Gustav Mahler (July 7, 1860 - May 18, 1911) is typically considered one of history's great composers.  While his name may not be as universally familiar as Mozart or Beethoven his compositions have had an immense impact on music in the 20th and 21st centuries and are regularly played in concert houses around the world.

Most of his work can be found in his series of massive symphonies.  Of these, the longest was Symphony No. 3.  It's not just about "music" but directly draws upon ideas in philosophy, theology, literature,  and science.  This is not the elevator music I think many associate with the term "classical music".  It has an emotional breadth, depth, and intensity that can leave one staggered.  As described by Tony Duggan:
It was largely composed in the summer of 1895 after an exhausting and troubling period that pitched him into feverish creative activity.  Bruno Walter visited him at that time and as Mahler met him off the ferry Walter looked up at the spectacular alpine vistas around him only to be told: "No use looking up there, that’s all been composed by me."  Mahler was inspired by the grandeur around him at the very deepest level of feeling and also by visions of Pan and Dionysus.  In fact by a sense of every natural creative force in the universe infusing him into "one great hymn to the glory of every aspect of creation", or, as Deryck Cooke put it: "a concept of existence in its totality."
For many, such a large piece can be intimidating -- especially since it lasts at least 90 minutes.  However, recently I've come across a documentary "What the Universe Tells Me - Unraveling the Mysteries of Mahler's Third Symphony" that helps make this piece more accessible.  It's probably the best documentary I've seen for a piece of classical music -- especially in terms of acting as a guide for people with no formal training in or significant exposure to classical music.  H/T to a tweet by Net Jacobsson (see here for purchase and reviews).

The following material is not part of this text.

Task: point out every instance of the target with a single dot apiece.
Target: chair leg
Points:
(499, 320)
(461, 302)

Much of Mahler's music is programmatic, it has a story to tell, and Mahler's Third is no different.  The documentary reveals that a reviewer of one of the first performances of the symphony wrote that the 3rd movement reminded him of a particular poem.  When Mahler later saw the review he was "astounded" and later called in the reviewer to express that it was exactly the poem he had in mind.

For now at least, the documentary is available on YouTube.  I hope the publishers allow it to remain there as I think it can attract help attract attention from people who otherwise would have never considered purchasing this or similar documentaries.

Whatever you may feel about classical music, I highly recommend giving the video at least 5-6 minutes of your time.  See what you think -- you may be surprised.

Part 1:

Part 2:

Part 3:

Part 4:

If that caught your attention I further recommend listening to the actual symphony.  Try to set aside the 90+ minutes to listen to it in a single sitting without interruption (although a break after the first movement is common for live performances).  As one learns the "language" of the piece more of its beauty, intricacy, and ideas will be revealed with every listening.